Han - Settlements



In agrarian China, 80 to 90 percent of the population lived in rural areas, most of them in nucleated villages concentrated in plains and valleys. In less productive areas of northern China and in mountainous areas in the south, villages rarely exceeded a few hundred in population; in more productive rice areas in eastern and southern China, a village could contain two thousand or more people. (In much of Sichuan and a few other areas, isolated farmsteads predominated.) Before the advent of modern transport, each village was within walking distance of a standard market town, a basic-level urban center with a periodic market and one or more commercial streets with small stores and teahouses. From the standard market town, with a thousand or a few thousand people, up to the largest cities, containing several hundred thousand each, there was a hierarchy of commercial and administrative centers, each level with a larger population, more commercial activities, and more services available.

Traditional rural housing was built of tamped mud or sun-dried mud bricks in most areas, or of fired bricks for those who could afford them. House styles vary regionally; the most common general variants are houses built on two, three, or four sides of an enclosed courtyard, usually with peaked thatch, tile, or slate roofs, and multistory houses (usually of brick and often with flat roofs) built in rows along a street, with courtyards in front or in back. Both types, in higher-density arrangements, were also found in traditional cities; courtyard housing predominated in primarily residential areas and row housing, often with the store downstairs and the family quarters upstairs, in commercial areas. Wealthier families built larger and more elaborate structures on the same principles.

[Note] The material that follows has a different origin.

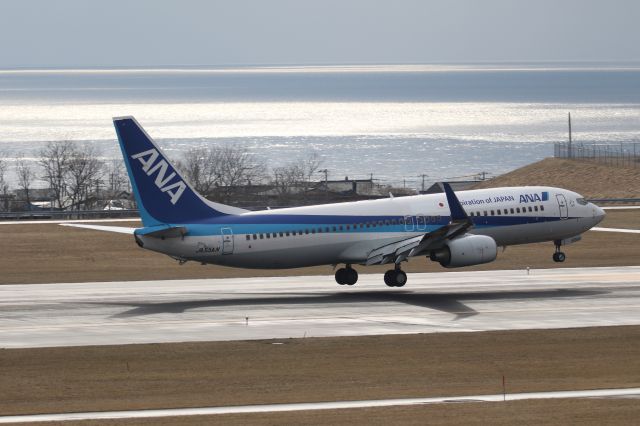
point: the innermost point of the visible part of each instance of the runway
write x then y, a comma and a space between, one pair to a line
47, 315
335, 405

In recent times all these styles are still found, but in large cities most housing built since 1949 on the mainland has consisted of four-to-six story (and more recently much taller) concrete apartment blocks in which families are allocated one or more rooms. In Taiwan urban housing is also of the apartment-block type, but apartments are much larger and better appointed. Over the past 40 years or so, rural housing of mud has gradually been replaced by more substantial brick and/or concrete structures; mud houses disappeared in Taiwan in the 1970s and in some parts of the mainland in the 1980s, but in more remote and poorer parts of mainland China people are still building new mud housing.